The Optimization Of Spectrum Access For Wireless Networking Based On Game Theory

Wireless technology facilitates our life greatly, but the limited spectrum resources are too short to meet our demand for frequency bands. Available channel bands have become more and more crowded, especially with the appearance of4G and other new technologies, and the current available bands are not enough for new technology to use. Therefore, we are eager to make full use of existing spectrum resources.In order to understand the status of the spectrum resource utilization, we measure the wireless network channel condition in the real environment.
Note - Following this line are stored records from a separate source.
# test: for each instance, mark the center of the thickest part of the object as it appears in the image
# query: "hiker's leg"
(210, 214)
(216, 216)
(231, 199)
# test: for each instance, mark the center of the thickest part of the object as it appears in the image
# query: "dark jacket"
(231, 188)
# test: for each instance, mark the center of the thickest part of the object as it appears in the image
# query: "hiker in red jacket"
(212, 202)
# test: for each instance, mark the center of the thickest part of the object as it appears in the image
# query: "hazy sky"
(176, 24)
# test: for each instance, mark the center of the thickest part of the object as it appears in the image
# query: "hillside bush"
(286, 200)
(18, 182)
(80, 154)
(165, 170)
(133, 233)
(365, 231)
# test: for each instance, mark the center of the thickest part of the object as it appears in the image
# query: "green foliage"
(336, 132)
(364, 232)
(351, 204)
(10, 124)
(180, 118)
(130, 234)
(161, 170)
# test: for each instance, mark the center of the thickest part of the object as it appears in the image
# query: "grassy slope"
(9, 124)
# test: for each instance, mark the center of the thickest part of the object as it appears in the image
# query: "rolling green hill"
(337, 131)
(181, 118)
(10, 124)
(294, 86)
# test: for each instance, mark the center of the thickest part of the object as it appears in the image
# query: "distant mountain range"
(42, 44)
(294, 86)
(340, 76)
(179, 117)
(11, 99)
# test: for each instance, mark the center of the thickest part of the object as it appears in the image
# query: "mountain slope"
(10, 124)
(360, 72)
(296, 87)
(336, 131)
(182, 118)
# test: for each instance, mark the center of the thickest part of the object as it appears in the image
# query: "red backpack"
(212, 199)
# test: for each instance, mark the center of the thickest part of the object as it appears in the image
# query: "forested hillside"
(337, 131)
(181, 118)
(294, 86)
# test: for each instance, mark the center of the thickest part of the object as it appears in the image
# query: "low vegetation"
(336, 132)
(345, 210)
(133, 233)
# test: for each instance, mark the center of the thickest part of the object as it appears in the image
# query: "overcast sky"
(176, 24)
The channel is wireless network transmission’s fundamental and most important resource, many devices want to access these, but there are interference from other competing technologies and equipment, the actual number of channel capacity can be achieved, the problem is how much load during the measurement of interest, therefore, to consider the composition of the measurement channel transmission focusing frame transmission mode, AP signal strength, the transmission rate of frames and other issues. Through the analysis of the measurement results, we found that the wireless access point in denser places, radio channel congestion, and channel utilization problems underneath.In order to fully utilize spectrum resources, many spectrum handoff techniques based on game theory have been proposed, but most studies only concern how to achieve better payoffs for users, without paying much attention to the Quality of Service (QoS). Thus, we propose a new channel-switching model based on game theory, using a prioritized approach to meet the diverse needs of users, such as bandwidth, delay, and jitter. Once the Nash equilibrium is achieved, our model will provide different QoSes based on setting different priorities to different users. We also propose two acceleration methods to reach the Nash equilibrium more efficiently. Finally, we evaluate the performance of the proposed schemes using real channel availability measurements. Experiments results show that our model can provide differentiated services and our algorithm is guaranteed to reach an approximate Nash equilibrium within polynomial time.